It is brewed in Milwaukee, Wisconsin.
It knows its place.
It wears its heart on its sleeve
like a poem,
laid out like a poem
with weak line endings and questionable
closure. Its idiom
would not be unfamiliar
to a Soviet film director,
its emblem a stylized stalk
of bronzed wheat,
circlets of flowering hops
as sketched by a WPA draftsman
for a post office mural in 1934.
It conjures a forgotten social contract
between consumers and producers,
a world of feudal fealty—
the corporation
is your friend, your loyalty
shall be rewarded—a vision
of benign paternalism
last seen in Father Knows Best
and agitprop depictions of Mao
sharing party wisdom with eager villagers,
bestowing avuncular unction.
It was, once, the one
beer to have
when you’re having more than one,
slogan and message
outdated as giant ground sloths roaming
the forests of Nebraska,
irrecoverable
as the ex-cheerleader
watching her toddler eat handfuls of sand
at the playground
considers that lost world of pompoms
and rah-rah-let’s-go-team
to be.
It has earned no lasting portion of glory.
It has eaten crow
and humble pie.
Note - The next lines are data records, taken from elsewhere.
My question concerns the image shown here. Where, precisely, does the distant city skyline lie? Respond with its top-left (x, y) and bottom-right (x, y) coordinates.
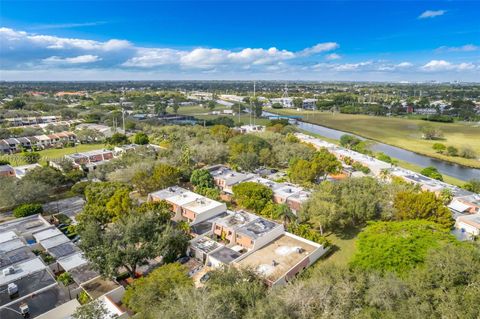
top-left (0, 0), bottom-right (480, 82)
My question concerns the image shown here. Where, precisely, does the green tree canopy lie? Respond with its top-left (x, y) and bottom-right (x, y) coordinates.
top-left (133, 132), bottom-right (150, 145)
top-left (232, 182), bottom-right (273, 213)
top-left (393, 191), bottom-right (454, 229)
top-left (190, 169), bottom-right (215, 188)
top-left (123, 263), bottom-right (193, 318)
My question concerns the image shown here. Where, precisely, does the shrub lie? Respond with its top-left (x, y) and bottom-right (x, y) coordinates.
top-left (57, 272), bottom-right (73, 286)
top-left (13, 204), bottom-right (43, 218)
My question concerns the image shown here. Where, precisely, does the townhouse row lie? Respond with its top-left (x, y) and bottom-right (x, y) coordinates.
top-left (207, 165), bottom-right (311, 213)
top-left (0, 131), bottom-right (77, 154)
top-left (148, 186), bottom-right (329, 286)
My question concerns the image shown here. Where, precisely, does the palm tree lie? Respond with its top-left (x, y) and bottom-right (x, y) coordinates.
top-left (380, 168), bottom-right (390, 182)
top-left (277, 204), bottom-right (297, 227)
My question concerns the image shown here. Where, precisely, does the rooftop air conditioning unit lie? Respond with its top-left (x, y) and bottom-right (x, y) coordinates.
top-left (19, 303), bottom-right (30, 317)
top-left (3, 267), bottom-right (15, 276)
top-left (7, 282), bottom-right (18, 296)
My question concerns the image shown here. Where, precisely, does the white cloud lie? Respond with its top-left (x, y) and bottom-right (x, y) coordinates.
top-left (396, 62), bottom-right (413, 68)
top-left (325, 53), bottom-right (342, 61)
top-left (30, 21), bottom-right (106, 30)
top-left (298, 42), bottom-right (340, 56)
top-left (0, 28), bottom-right (131, 51)
top-left (421, 60), bottom-right (477, 72)
top-left (42, 54), bottom-right (102, 64)
top-left (435, 44), bottom-right (480, 52)
top-left (418, 10), bottom-right (447, 19)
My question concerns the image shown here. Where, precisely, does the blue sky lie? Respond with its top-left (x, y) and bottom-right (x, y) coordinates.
top-left (0, 0), bottom-right (480, 81)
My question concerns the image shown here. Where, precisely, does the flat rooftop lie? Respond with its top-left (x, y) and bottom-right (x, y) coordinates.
top-left (0, 215), bottom-right (51, 236)
top-left (0, 257), bottom-right (47, 286)
top-left (457, 194), bottom-right (480, 206)
top-left (48, 241), bottom-right (79, 259)
top-left (40, 234), bottom-right (70, 250)
top-left (190, 237), bottom-right (221, 254)
top-left (238, 233), bottom-right (318, 282)
top-left (33, 227), bottom-right (63, 242)
top-left (275, 184), bottom-right (303, 198)
top-left (210, 167), bottom-right (255, 186)
top-left (182, 197), bottom-right (227, 214)
top-left (216, 210), bottom-right (258, 228)
top-left (82, 277), bottom-right (120, 299)
top-left (237, 217), bottom-right (281, 239)
top-left (210, 247), bottom-right (242, 265)
top-left (68, 264), bottom-right (100, 285)
top-left (0, 246), bottom-right (35, 275)
top-left (0, 270), bottom-right (56, 308)
top-left (190, 212), bottom-right (228, 235)
top-left (57, 252), bottom-right (88, 271)
top-left (0, 238), bottom-right (26, 254)
top-left (149, 186), bottom-right (188, 200)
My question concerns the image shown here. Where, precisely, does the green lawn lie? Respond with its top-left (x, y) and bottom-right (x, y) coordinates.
top-left (269, 109), bottom-right (480, 168)
top-left (167, 104), bottom-right (230, 116)
top-left (324, 229), bottom-right (360, 265)
top-left (0, 144), bottom-right (105, 166)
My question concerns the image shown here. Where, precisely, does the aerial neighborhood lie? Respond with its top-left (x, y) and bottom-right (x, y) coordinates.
top-left (0, 82), bottom-right (480, 319)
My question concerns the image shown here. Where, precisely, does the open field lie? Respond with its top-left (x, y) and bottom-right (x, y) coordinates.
top-left (269, 109), bottom-right (480, 168)
top-left (167, 104), bottom-right (230, 116)
top-left (0, 144), bottom-right (105, 166)
top-left (300, 130), bottom-right (465, 187)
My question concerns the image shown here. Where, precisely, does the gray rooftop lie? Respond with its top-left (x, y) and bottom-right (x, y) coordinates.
top-left (237, 217), bottom-right (280, 239)
top-left (0, 247), bottom-right (35, 269)
top-left (48, 241), bottom-right (78, 259)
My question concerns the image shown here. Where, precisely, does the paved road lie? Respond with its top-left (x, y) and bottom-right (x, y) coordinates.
top-left (43, 196), bottom-right (85, 218)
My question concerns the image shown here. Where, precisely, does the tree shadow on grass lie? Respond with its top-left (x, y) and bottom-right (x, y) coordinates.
top-left (332, 227), bottom-right (362, 240)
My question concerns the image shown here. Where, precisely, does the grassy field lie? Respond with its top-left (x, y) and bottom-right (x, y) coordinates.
top-left (300, 130), bottom-right (465, 187)
top-left (0, 144), bottom-right (105, 166)
top-left (268, 109), bottom-right (480, 168)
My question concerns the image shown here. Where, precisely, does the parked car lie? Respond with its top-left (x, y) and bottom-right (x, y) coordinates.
top-left (177, 256), bottom-right (190, 265)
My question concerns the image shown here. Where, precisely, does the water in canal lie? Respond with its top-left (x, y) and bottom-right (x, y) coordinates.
top-left (264, 112), bottom-right (480, 181)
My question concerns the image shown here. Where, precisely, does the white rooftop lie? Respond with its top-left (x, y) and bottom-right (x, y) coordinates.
top-left (57, 252), bottom-right (88, 271)
top-left (166, 191), bottom-right (202, 206)
top-left (183, 197), bottom-right (227, 214)
top-left (0, 238), bottom-right (25, 254)
top-left (0, 257), bottom-right (47, 286)
top-left (0, 230), bottom-right (18, 243)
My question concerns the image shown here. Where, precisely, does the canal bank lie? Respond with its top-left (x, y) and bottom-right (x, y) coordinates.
top-left (263, 112), bottom-right (480, 181)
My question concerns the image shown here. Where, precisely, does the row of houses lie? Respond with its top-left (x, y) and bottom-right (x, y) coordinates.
top-left (207, 165), bottom-right (311, 213)
top-left (0, 131), bottom-right (77, 154)
top-left (148, 186), bottom-right (328, 286)
top-left (0, 115), bottom-right (62, 126)
top-left (0, 215), bottom-right (128, 319)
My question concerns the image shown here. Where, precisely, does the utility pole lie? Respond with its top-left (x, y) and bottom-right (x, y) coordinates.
top-left (122, 108), bottom-right (127, 134)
Long before it was faded
by the sun it appeared
faded by the sun, gathering dust
in the corner
of the bodega or the county store,
cylindrical, handy, holsterable,
its modesty honestly
come by, possessing the courage
of its simple convictions
like the unsuspected gunfighter
emerging from shadow
to defend the weak from tyranny.
And if we have moved forward,
unmasking the designs of the regime
upon our fertile valley,
learning to litigate against the evil sheriff,
such knowledge has left a bitter taste
in our mouths,
and if this can of beer
deserves our attention
it is as a reminder of what it meant
to speak without hypocrisy,
to live unironically,
to be sincere.
Thin, rice-sweet, tasting of metal
and crisp water,
it is no worse than many,
and if it is not an elixir it might serve
as an occasional draft
of refreshment and self-knowledge.
It was established in the United States in 1842.
It contains 12 fl. oz.
Store in a cool place
and drink responsibly.
Poetry and the World
In the world of some poets
there are no Cheerios or Pop-Tarts, no hot dogs
tumbling purgatorially on greasy rollers,
only chestnuts and pomegranates,
the smell of freshly baked bread,
summer vegetables in red wine, simmering.
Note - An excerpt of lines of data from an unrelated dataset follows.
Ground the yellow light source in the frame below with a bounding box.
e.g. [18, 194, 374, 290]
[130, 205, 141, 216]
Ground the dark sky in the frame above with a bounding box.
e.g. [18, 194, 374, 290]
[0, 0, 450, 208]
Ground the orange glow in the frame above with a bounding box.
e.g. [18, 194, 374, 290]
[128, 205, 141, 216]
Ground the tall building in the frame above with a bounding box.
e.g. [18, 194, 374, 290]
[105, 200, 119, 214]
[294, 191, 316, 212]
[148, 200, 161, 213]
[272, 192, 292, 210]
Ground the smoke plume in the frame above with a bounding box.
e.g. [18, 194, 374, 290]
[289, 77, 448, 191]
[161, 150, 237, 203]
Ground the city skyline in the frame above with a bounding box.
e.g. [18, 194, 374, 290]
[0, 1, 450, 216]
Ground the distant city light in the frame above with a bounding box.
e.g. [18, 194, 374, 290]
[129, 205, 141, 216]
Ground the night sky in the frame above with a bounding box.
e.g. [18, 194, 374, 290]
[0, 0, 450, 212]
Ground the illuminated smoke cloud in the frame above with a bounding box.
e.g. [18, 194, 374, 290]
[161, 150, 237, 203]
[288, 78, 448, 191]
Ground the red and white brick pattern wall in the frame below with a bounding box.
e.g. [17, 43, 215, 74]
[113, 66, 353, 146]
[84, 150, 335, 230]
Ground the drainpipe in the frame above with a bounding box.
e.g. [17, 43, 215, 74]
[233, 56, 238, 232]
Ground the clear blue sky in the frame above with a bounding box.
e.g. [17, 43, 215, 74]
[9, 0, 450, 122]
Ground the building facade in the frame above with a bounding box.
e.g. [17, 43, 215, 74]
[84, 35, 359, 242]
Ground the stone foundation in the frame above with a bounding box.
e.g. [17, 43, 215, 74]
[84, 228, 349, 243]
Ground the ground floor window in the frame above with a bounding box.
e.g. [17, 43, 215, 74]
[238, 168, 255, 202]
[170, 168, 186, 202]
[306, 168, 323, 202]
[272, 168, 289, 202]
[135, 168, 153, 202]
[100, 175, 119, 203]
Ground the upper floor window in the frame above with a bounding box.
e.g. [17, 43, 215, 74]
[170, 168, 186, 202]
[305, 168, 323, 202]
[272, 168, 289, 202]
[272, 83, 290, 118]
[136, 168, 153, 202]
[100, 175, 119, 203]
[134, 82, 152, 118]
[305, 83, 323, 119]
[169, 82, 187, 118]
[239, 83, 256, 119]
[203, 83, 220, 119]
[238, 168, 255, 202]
In the world of some poets
lucid stars illumine lovers
waltzing with long-necked swans in fields
flush with wildflowers and waving grasses,
there are no windowless classrooms,
no bare, dangling bulbs,
no anxious corridors of fluorescent tubes.
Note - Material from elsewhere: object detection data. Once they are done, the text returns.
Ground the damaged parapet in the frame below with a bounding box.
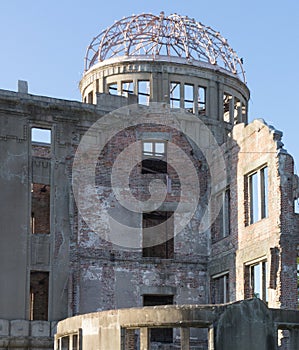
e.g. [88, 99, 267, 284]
[18, 80, 28, 94]
[55, 298, 299, 350]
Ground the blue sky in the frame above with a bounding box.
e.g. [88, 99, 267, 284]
[0, 0, 299, 169]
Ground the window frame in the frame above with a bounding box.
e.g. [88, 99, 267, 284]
[245, 164, 269, 225]
[141, 139, 167, 174]
[210, 270, 230, 304]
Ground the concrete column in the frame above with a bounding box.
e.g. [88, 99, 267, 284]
[208, 326, 215, 350]
[180, 327, 190, 350]
[290, 328, 299, 350]
[229, 96, 235, 125]
[180, 81, 185, 109]
[140, 327, 150, 350]
[206, 81, 218, 120]
[217, 83, 224, 121]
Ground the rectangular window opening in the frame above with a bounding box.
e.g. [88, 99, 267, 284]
[211, 188, 230, 243]
[211, 273, 229, 304]
[143, 295, 173, 343]
[223, 93, 233, 123]
[141, 140, 167, 174]
[197, 86, 206, 115]
[108, 83, 118, 95]
[189, 327, 212, 349]
[138, 80, 150, 106]
[61, 336, 70, 350]
[30, 183, 50, 234]
[234, 97, 242, 124]
[170, 82, 181, 108]
[87, 91, 93, 104]
[29, 271, 49, 321]
[31, 128, 51, 145]
[184, 84, 194, 113]
[245, 260, 268, 302]
[142, 211, 174, 259]
[121, 81, 134, 97]
[248, 167, 268, 224]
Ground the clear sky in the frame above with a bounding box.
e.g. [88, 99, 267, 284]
[0, 0, 299, 169]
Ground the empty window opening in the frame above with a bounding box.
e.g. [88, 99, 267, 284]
[245, 260, 268, 302]
[190, 327, 212, 349]
[121, 328, 140, 350]
[121, 81, 134, 97]
[72, 334, 79, 350]
[211, 188, 230, 242]
[197, 86, 206, 115]
[108, 83, 118, 95]
[223, 93, 233, 123]
[60, 336, 70, 350]
[234, 97, 242, 124]
[170, 82, 181, 108]
[87, 91, 93, 104]
[138, 80, 150, 105]
[184, 84, 194, 113]
[143, 295, 173, 343]
[210, 272, 229, 304]
[29, 271, 49, 321]
[31, 128, 51, 145]
[31, 183, 50, 234]
[141, 141, 167, 174]
[277, 329, 292, 349]
[241, 103, 247, 123]
[142, 211, 174, 259]
[248, 167, 268, 224]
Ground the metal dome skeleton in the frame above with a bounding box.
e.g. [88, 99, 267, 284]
[85, 12, 245, 82]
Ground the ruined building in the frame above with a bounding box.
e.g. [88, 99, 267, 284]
[0, 13, 299, 349]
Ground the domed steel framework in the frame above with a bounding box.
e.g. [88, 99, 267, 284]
[85, 12, 245, 81]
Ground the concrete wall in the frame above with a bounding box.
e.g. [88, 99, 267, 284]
[55, 299, 299, 350]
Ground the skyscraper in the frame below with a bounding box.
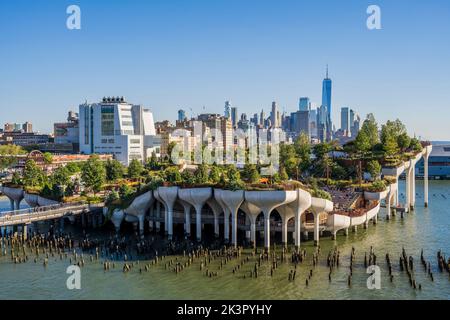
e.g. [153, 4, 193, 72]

In the world of some poets
there is no money and no need
to earn it, no health insurance,
no green cards, no unceremonious toil.
And how can we believe in that world
when the man who must clean up after the reading
waits impatiently outside the door
in his putty-colored service uniform,
and the cubes of cheese at the reception
taste like ashes licked from a bicycle chain,
when the desktops and mostly empty seats
have been inscribed with gutter syllabics
by ballpoint pens gripped tight as chisels,
and the few remaining students are green
as convalescents narcotized by apathy?
But—that’s alright. Poetry
can handle it.
Poetry is a capacious vessel, with no limits
to its plasticity, no end to the thoughts and feelings
it can accommodate,
no restrictions upon the imaginings
it can bend through language into being.
Poetry is not the world.
We cannot breathe its atmosphere,
we cannot live there, but we can visit,
like sponge divers in bulbous copper helmets
come to claim some small portion
of the miraculous.
And when we leave we must remember
not to surface too rapidly,
to turn off the lights in the auditorium
and lock the office door—there have been thefts
at the university in recent weeks.
We must remember not to take the bridge
still under construction, always under construction,
to stop on the causeway for gas
and pick up a pack of gum at the register,
and a bottle of water,
and a little sack of plantain chips,
their salt a kind of poem, driving home.
Girl with Blue Plastic Radio
The first song I ever heard was “The Ballad of Bonnie and Clyde.”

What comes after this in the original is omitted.